Орта заметил, что я принял его ошеломляющее признание со здоровой порцией скепсиса.
– О, я признаю, что на первый взгляд Музей суицида не кажется очевидным решением. На самом деле поначалу у меня о нем даже туманной мысли не возникало, пока я пытался как-то отреагировать на то, чего требовала та подавившаяся отходами моей науки рыбина. Что можно сделать? Хотя на самом деле вопрос, который встал передо мной после возвращения в Нью-Йорк в конце того ужасного лета 1988 года, был более конкретным: что именно я, Джозеф Орта, виновник, должен сделать со своими
Прежде всего, я изъял свои капиталы из всего, что было связано с пластиком, добывающей промышленностью и азотными удобрениями, – из всего, что хоть как-то вредило окружающей среде. И начал анализировать стартапы, где рассматривались варианты возобновляемой энергии, – ветра, солнечных батарей и тому подобное, финансировал исследования экологичного сельского хозяйства, однако благоразумно придержал крупные средства для того, чтобы обеспечить какой-нибудь крупный восстанавливающий проект, который я еще не представил себе четко, но который и станет моим главным вкладом.
– И тогда вы начали собирать фотоколлекцию, которая приведет к…
– Нет, я начал это делать гораздо раньше, по настоянию Пилар – скромное собрание по сравнению с тем, что вы видели в Манхэттене: по ее словам, это станет некой терапией – способом понять, почему у людей возникает потребность самоуничтожения, возможностью рассмотреть самоубийство Тамары под другим углом… Понимаете, поразмыслить над словами Диогена: «Зачем же ты живешь, если не живешь хорошо?», оценить ее решение как освобождение, а не как поражение. Но теперь, когда самоубийство из моей личной проблемы превратилось в проблему всего человечества, я преобразовал свою коллекцию в компендиум, который мог бы пролить свет на то, как предотвратить это безумие. А в качестве противовеса мрачному самоуничтожению я выбрал нечто более позитивное – сначала фотографии деревьев, а вскоре – настоящий сад над моим пентхаусом.

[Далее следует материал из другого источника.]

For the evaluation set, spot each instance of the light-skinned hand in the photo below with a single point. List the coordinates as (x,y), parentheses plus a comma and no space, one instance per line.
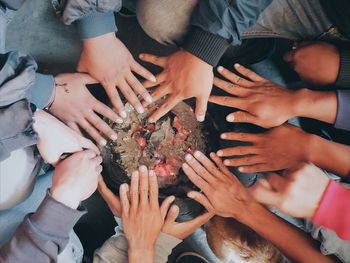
(108,60)
(78,108)
(75,178)
(297,192)
(184,76)
(55,138)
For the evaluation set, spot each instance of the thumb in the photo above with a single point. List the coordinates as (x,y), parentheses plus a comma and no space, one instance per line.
(242,116)
(165,206)
(201,108)
(172,214)
(264,194)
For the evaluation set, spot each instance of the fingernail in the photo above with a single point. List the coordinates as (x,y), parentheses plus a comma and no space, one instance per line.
(140,109)
(119,120)
(123,114)
(102,142)
(197,154)
(230,118)
(188,157)
(200,118)
(148,98)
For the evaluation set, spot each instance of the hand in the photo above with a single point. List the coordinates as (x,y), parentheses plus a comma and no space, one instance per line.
(76,106)
(184,76)
(263,102)
(170,227)
(75,178)
(315,62)
(222,194)
(142,217)
(108,60)
(55,138)
(297,192)
(279,148)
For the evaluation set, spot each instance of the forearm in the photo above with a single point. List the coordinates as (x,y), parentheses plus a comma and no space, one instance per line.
(291,241)
(318,105)
(331,156)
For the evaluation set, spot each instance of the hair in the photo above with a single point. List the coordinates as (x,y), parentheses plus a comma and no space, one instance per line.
(232,241)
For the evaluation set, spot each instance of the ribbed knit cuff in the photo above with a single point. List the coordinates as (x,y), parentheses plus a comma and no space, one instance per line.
(96,24)
(342,120)
(343,79)
(204,45)
(54,218)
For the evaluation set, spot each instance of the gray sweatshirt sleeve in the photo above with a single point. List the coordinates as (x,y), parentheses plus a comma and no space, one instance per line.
(93,17)
(216,24)
(19,86)
(42,235)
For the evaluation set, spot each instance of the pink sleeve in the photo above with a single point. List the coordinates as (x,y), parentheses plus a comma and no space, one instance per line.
(334,210)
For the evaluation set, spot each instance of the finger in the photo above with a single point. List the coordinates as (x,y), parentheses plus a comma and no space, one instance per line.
(264,195)
(202,199)
(113,95)
(106,111)
(167,106)
(124,199)
(201,108)
(93,132)
(242,117)
(160,79)
(129,94)
(134,190)
(231,88)
(256,168)
(137,86)
(220,164)
(159,61)
(239,151)
(199,169)
(173,213)
(228,101)
(248,73)
(87,79)
(153,189)
(243,161)
(195,178)
(240,136)
(165,206)
(235,79)
(143,72)
(277,182)
(143,185)
(87,144)
(100,125)
(111,199)
(205,161)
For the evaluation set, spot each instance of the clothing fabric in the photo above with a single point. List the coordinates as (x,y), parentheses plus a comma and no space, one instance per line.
(115,249)
(334,210)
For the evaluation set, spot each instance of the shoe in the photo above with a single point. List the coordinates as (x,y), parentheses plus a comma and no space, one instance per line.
(191,257)
(251,51)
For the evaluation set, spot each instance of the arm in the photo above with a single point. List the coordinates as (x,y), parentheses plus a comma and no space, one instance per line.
(217,24)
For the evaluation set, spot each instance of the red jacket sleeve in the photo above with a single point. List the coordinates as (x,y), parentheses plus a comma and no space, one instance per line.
(334,210)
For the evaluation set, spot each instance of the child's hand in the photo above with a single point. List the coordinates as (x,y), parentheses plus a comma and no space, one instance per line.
(279,148)
(297,192)
(55,138)
(315,62)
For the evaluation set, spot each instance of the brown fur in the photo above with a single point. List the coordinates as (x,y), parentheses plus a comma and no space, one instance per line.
(241,240)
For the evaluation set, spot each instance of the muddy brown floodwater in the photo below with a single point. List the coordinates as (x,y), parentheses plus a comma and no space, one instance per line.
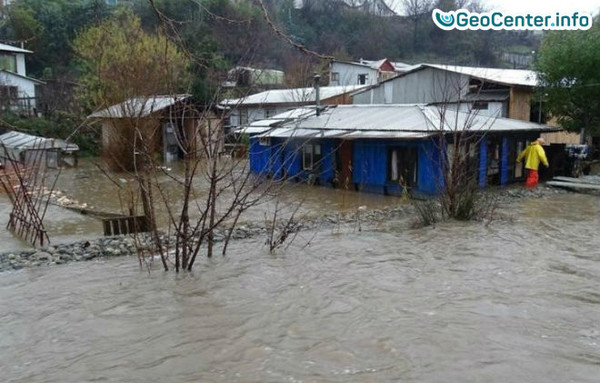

– Ваши дети, – напомнил я.
– Моя дети. Райский сад, из которого мы сами себя изгоняем в результате собственной глупости. Визит туда каждым утром и каждым вечером служил мне напоминанием о том, что брошено на весы, стимулом к действию. Не сделать той ошибки, какую я совершил с Тамарой, не игнорировать дар предвидения надвигающейся катастрофы. Однако шли месяцы, и ни одна из предварительных идей не казалась мне безусловно, впечатляюще достаточной – чем-то столь великолепным и громадным, что смыло бы мой первородный грех, зрелище той рыбы. Все возможные решения, которые уже имелись, казались недостаточными.
– Как например?..
– Атомная энергия? Слишком много радиоактивных отходов. Более эффективные механизмы? Всего лишь временная мера. Ядерный синтез? Пустая мечта. Побег с планеты по примеру моего друга Ричарда Брансона: он возился с идеей постройки ракет, которые со временем смогут унести людей на другие планеты, даже к звездам. Слушая его, я думал, что это может стать ответом на мою дилемму: если на Земле все полетит к чертям, мы сможем спасти свой вид, начав с чистого листа, переместить мой Ноев ковчег на другую планету. Я думал о подобном, знаете ли, когда подростком читал Герберта Уэллса и Жюля Верна.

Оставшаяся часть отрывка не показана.